Wednesday. Am sitting here in Highgate before going to pick up the keys from Ms Claudia for my week-long house-sit and cat-sit in Archway. Well, technically it’s more Upper Holloway. It’s Hatchard Road, at a fair block away from the main traffic.
Awake this morning and put on the local radio news, ie BBC London. Another teenager stabbed to death. In Holloway, in fact. Tollington Way. Which is a few streets down the road. In daylight.
‘[Mother of the murdered 14-year-old boy]Mrs Dinnegan said: “I’ve just been speaking to one of Martin’s friends and he says it’s because apparently they were looking at each other in the wrong way.” ‘ (BBC News website)
And so I find my mind jumping through the hoops of it’ll-be-all-right-ness. Hatchard Road is the NICER end of Holloway. And I’m not a teenager. Yet when I was a trembling teenager, treading in fear of my classmates, I used to think, ‘Ah well, I won’t be a teenager for ever. I’ll be an adult. And then I’ll be okay.’
Now I am an adult in my mid-30s. And yet I still walk the streets with unease, in fear of attack from teenagers. Something is very wrong in this equation. The meek aren’t inheriting the world any time soon, ‘Man’.
The use of the word ‘man’ in so-called ‘youth’ conversation, as a suffix to a sentence. Most used by boys under 20. Boys say ‘man’ to each other. Actual men do not.
‘Yeah, man.’
The above utteration is as alien to me as the squawks of a fictional Martian chicken.
***
Dinner today in Hampstead, at the kind behest of Ms Clarke. Mr MacGowan is there, as is Ms Clarke’s father Tom. Whose eccentricity is legend. The first thing he says to me is this:
Tom: Ah, I remember you. You don’t like being hairy, do you? Would you mind showing me your nether regions? I’m curious.

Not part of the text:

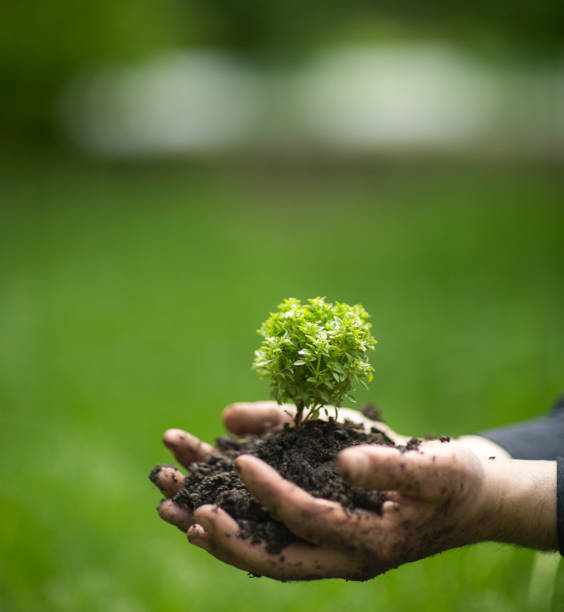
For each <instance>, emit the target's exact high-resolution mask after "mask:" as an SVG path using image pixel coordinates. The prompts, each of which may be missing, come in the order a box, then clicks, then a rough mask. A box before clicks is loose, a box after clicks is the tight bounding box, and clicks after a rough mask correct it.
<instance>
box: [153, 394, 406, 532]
mask: <svg viewBox="0 0 564 612" xmlns="http://www.w3.org/2000/svg"><path fill="white" fill-rule="evenodd" d="M295 411H296V408H295V406H293V405H290V404H285V405H282V406H280V405H278V404H277V403H276V402H272V401H264V402H239V403H236V404H232V405H230V406H228V407H227V408H226V409H225V410H224V412H223V423H224V425H225V427H226V428H227V430H228V431H230V432H231V433H233V434H235V435H239V436H244V435H247V434H259V435H260V434H263V433H266V432H267V431H270V430H272V429H276V428H278V427H282V426H283V425H284V424H285V423H291V422H292V416H293V414H294V413H295ZM330 411H332V409H331V408H330ZM345 419H348V420H351V421H353V422H355V423H362V424H363V425H364V427H365V429H366V430H367V431H369V430H370V428H371V427H377V428H378V429H379V430H380V431H382V432H383V433H385V434H386V435H387V436H388V437H389V438H390V439H392V440H393V441H394V442H395V443H396V444H405V443H406V442H407V440H408V438H407V437H405V436H400V435H399V434H396V433H395V432H394V431H392V430H391V429H390V428H389V427H388V426H387V425H385V424H384V423H381V422H377V421H372V420H370V419H368V418H366V417H365V416H363V415H362V414H361V413H360V412H358V411H357V410H349V409H347V408H341V409H339V420H340V421H344V420H345ZM163 442H164V444H165V446H167V447H168V449H169V450H170V451H171V452H172V453H173V455H174V456H175V458H176V460H177V461H178V463H180V465H182V466H183V467H184V468H186V469H187V470H189V469H190V465H191V464H192V463H195V462H198V461H203V459H205V457H206V456H207V455H209V454H210V453H218V452H219V451H218V450H217V449H215V448H214V447H213V446H211V445H210V444H206V443H205V442H202V441H201V440H199V439H198V438H196V437H195V436H193V435H192V434H190V433H188V432H186V431H183V430H182V429H168V430H167V431H165V433H164V435H163ZM150 478H151V480H152V482H153V483H154V484H155V485H157V486H158V487H159V489H160V490H161V492H162V493H163V495H164V496H165V497H166V499H165V500H164V501H163V502H161V504H160V505H159V507H158V512H159V516H160V517H161V518H162V519H163V520H164V521H166V522H168V523H171V524H172V525H175V526H177V527H178V528H179V529H181V530H182V531H184V532H186V530H187V529H188V528H189V527H190V526H191V525H192V524H193V523H194V517H193V516H192V513H191V512H190V511H189V510H188V509H186V508H184V507H182V506H179V505H178V504H176V503H175V502H173V501H172V498H173V497H174V496H175V495H176V493H178V491H179V490H180V489H181V488H182V487H183V486H184V475H183V474H182V472H181V471H180V470H178V469H177V468H176V467H173V466H171V465H167V464H161V465H157V466H156V467H155V468H153V470H152V471H151V475H150Z"/></svg>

He is in his fifties. And this is a well-to-do Italian restaurant in Hampstead.
Ms Clarke finds all this entertaining, at a dinner table with the three strangest men in the world. One of which is her father, another is her fiancee. The other is me. She happily scribbles down our unlikely dialogue, for potential use in her newspaper column. Otherwise, who would believe it?
This includes my retort to her father:
Me: With respect, sir, I refuse to pander to your kinkiness.
Which is the sort of thing others only write down. But which I say in person, with my real mouth.
Elsewhere in the city, Gordon Brown becomes Prime Minister, years after a deal made in a London restaurant. The details will always remain a secret between the new PM and the old one, but one suspects the requests made were somewhat less interesting than those asked of me over the pasta today.
We repair to the politely gay William IV pub, and Ms Clarke’s father is still incorrigible, chatting up passing Iranian lesbians and black men alike. Mr MacGowan is, for once, entirely upstaged.
Once both Clarkes leave, it’s just me and Mr Pogue once more in a public place. And it’s business as usual. By which I mean a couple of people insist on coming over, dragging their chairs to our pub table, and saying they know of a relative who does a really good Kirsty MacColl part in ‘Fairytale Of New York’. And would Mr MacGowan be interested if he ever needs a singer…?
Mr MacG is as gracious as ever, but once again I sit there and choke back a haughty glower, principally because the attention is for him, not me. Still, it never ceases to amaze me how some people feel they have have carte blanche to invite themselves over to someone’s table – even interrupting a conversation – purely because they recognise a face off the popular media.
I think it’s more practical – if you like to be left alone – to become famous for being grumpy, like Liam Gallagher or the reputed foul-mouthed chef Gordon Ramsay. Then when strangers suddenly drag their pub chairs to your table, and you tell them to get knotted, they scamper away with your reputation consolidated rather than damaged. ‘He told us to get stuffed – isn’t that wonderful! So HIM!’
A friend of mine mentions he played a gig recently where Rufus Wainwright was in the audience, but with his back to the stage and talking constantly throughout the performance. I suspect the slighted friend is now unlikely to buy any more Rufus Wainwright CDs.
Had the chatty celeb been Gordon Ramsay, where rude behaviour is part of the lovable act, all parties would have been happy.
Moral: If you must be famous, and must be rude, be famous for being rude.